AI Will Disrupt Almost Every Industry
Hinton has warned in the past that AI will affect most job industries, and reiterated this stance in a recent interview with The Financial Times.
“What’s actually going to happen is rich people are going to use AI to replace workers,” Hinton said. “It’s going to create massive unemployment and a huge rise in profits. It will make a few people much richer and most people poorer. That’s not AI’s fault, that is the capitalist system.”
Hinton warns that the wealth gap in the United States is going to increase, with middle- and low-income workers bearing the brunt of the impact of AI in most industries. Jobs will be automated away with AI, and what’s left will be highly skilled positions and ownership opportunities that could make the rich even richer.
Healthcare Is Protected From AI … For Now
In a June interview on The Diary of a CEO YouTube channel, Hinton stated that healthcare is the one industry that will remain relatively immune to large-scale job losses from AI.
There are two main reasons for this:
High demand
Hinton argues there’s essentially no upper bound on how much healthcare people will want and consume, especially if cost barriers are lowered:
“If you could make doctors five times as efficient, we could all have five times as much healthcare for the same price, and that would be great.
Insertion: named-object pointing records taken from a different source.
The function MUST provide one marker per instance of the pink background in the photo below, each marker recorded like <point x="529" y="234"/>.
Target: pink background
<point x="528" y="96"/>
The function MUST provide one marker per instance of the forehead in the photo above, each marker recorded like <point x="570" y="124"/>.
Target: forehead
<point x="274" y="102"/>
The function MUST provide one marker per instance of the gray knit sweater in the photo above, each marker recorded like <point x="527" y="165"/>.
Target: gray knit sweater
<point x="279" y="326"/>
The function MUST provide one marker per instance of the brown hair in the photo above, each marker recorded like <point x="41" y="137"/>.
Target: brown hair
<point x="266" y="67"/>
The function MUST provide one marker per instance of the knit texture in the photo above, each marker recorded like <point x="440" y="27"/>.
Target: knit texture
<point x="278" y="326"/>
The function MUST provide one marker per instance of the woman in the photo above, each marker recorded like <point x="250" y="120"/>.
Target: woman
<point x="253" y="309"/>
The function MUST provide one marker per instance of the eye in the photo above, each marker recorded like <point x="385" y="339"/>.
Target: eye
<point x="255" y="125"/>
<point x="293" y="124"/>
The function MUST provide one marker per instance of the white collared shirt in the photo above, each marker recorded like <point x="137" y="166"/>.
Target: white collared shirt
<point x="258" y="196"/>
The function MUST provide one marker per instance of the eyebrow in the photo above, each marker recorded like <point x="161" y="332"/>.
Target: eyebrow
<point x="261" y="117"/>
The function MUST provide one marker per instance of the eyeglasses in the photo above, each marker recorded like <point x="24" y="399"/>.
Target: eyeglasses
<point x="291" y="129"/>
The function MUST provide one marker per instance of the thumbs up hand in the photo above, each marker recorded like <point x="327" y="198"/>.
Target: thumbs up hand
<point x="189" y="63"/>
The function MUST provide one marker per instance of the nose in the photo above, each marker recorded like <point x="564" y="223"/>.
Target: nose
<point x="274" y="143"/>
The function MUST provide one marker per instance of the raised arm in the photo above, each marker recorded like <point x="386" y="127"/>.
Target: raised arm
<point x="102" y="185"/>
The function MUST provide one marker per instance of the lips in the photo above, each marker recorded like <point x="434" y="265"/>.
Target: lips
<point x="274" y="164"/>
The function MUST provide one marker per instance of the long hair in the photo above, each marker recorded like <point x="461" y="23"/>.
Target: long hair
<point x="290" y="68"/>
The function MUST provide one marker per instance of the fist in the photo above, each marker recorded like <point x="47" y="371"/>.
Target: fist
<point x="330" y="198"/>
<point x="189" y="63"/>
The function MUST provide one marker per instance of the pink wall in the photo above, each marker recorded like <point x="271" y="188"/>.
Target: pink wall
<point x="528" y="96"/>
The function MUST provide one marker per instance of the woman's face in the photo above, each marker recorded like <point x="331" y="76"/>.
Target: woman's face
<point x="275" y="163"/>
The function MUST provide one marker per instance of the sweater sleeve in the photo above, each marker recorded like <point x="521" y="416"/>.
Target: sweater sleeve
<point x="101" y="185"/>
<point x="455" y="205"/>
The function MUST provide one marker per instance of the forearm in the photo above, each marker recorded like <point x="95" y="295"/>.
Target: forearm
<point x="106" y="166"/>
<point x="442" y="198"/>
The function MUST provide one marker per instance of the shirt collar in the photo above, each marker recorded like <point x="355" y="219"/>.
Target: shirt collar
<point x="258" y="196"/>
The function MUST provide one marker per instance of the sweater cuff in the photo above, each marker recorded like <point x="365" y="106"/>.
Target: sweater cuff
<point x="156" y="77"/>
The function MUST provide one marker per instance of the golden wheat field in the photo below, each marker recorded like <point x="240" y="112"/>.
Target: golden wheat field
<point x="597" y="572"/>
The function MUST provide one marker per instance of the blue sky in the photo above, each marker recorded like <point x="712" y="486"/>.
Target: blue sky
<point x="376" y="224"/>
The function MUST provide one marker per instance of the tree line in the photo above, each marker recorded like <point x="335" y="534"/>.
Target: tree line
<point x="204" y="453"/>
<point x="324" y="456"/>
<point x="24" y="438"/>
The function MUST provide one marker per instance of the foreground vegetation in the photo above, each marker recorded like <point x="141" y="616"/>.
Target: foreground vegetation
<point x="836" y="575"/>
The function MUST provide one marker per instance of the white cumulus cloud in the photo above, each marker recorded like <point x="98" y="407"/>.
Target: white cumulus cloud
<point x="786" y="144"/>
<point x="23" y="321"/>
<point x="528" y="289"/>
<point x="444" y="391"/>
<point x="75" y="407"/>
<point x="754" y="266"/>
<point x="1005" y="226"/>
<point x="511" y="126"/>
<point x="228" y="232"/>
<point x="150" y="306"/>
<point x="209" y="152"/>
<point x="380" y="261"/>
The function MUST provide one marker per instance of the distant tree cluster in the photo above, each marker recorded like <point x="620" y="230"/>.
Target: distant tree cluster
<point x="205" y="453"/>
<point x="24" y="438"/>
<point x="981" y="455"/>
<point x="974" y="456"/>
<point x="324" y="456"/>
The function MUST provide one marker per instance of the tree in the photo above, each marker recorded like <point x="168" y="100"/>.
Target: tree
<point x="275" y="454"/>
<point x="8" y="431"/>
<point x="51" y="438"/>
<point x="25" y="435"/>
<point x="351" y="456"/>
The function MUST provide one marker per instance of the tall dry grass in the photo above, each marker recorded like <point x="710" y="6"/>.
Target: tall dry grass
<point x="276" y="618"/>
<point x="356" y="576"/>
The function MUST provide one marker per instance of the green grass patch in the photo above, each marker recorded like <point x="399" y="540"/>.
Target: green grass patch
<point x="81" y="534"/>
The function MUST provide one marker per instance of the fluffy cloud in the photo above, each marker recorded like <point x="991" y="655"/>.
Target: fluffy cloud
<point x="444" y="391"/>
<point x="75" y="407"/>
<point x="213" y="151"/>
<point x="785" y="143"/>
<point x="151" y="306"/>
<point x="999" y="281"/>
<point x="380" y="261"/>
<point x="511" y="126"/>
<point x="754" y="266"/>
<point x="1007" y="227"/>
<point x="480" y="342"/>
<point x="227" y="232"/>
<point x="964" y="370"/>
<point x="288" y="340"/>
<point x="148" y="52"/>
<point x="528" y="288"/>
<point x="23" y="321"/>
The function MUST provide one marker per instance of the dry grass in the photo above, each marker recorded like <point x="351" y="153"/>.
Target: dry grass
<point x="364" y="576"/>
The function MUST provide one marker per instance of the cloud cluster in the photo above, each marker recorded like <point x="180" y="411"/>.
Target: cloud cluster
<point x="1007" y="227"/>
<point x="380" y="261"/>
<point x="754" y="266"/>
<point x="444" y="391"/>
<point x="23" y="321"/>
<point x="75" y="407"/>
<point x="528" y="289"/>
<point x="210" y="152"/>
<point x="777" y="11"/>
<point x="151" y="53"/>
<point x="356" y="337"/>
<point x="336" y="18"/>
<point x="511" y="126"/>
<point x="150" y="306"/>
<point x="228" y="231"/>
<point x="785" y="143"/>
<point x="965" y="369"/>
There’s almost no limit to how much healthcare people can absorb,” said Hinton.
Human judgment
Medical care involves not just pattern matching (lab results, imaging, etc.), but also nuanced judgment, patient interaction, ethics, adaptation to new conditions and unpredictable conditions. Hinton suggests these features make full automation far harder in healthcare than other industries.
While healthcare does have quite a bit of technology involved, Hinton believes humans will still be needed in most major healthcare roles.
How AI Might Change Healthcare Jobs
While Hinton stated that humans are still needed in healthcare positions, he didn’t dismiss the idea of AI coming for healthcare jobs in other ways. Here are a few areas of healthcare where the technology can still creep in:
Diagnostic Assistance
AI tools can help with interpreting scans (X-rays, MRIs), flagging anomalies, suggesting different diagnoses or triaging patients via chatbots or symptom checkers. These applications can reduce the time doctors spend on routine interpretation, shifting their role toward verification, oversight and complex decision-making.
Administrative Tasks
A lot of clinician time is devoted to paperwork, insurance coding, documentation, ordering tests, billing, referrals, etc. AI systems could streamline or partially automate many of these “back office” tasks, reducing administrative load but also possibly substituting some support staff roles.
Personalized Analytics
AI models may help predict disease onset or tailor drug regimens, shifting how prevention and chronic care are managed. This may impact frontline clinicians most, but increase demand for alternative roles for data scientists, AI auditors and oversight positions.
Remote Monitoring & Telehealth
Wearables, at-home monitoring sensors and remote diagnostics combined with AI may allow healthcare providers to automate monitoring and deliver instant diagnoses for patients. This changes the pattern of in-person visits and may reduce some direct patient time, potentially allowing doctors and providers to see more patients. This might change how many doctors are needed to run a clinic, and could disrupt some jobs.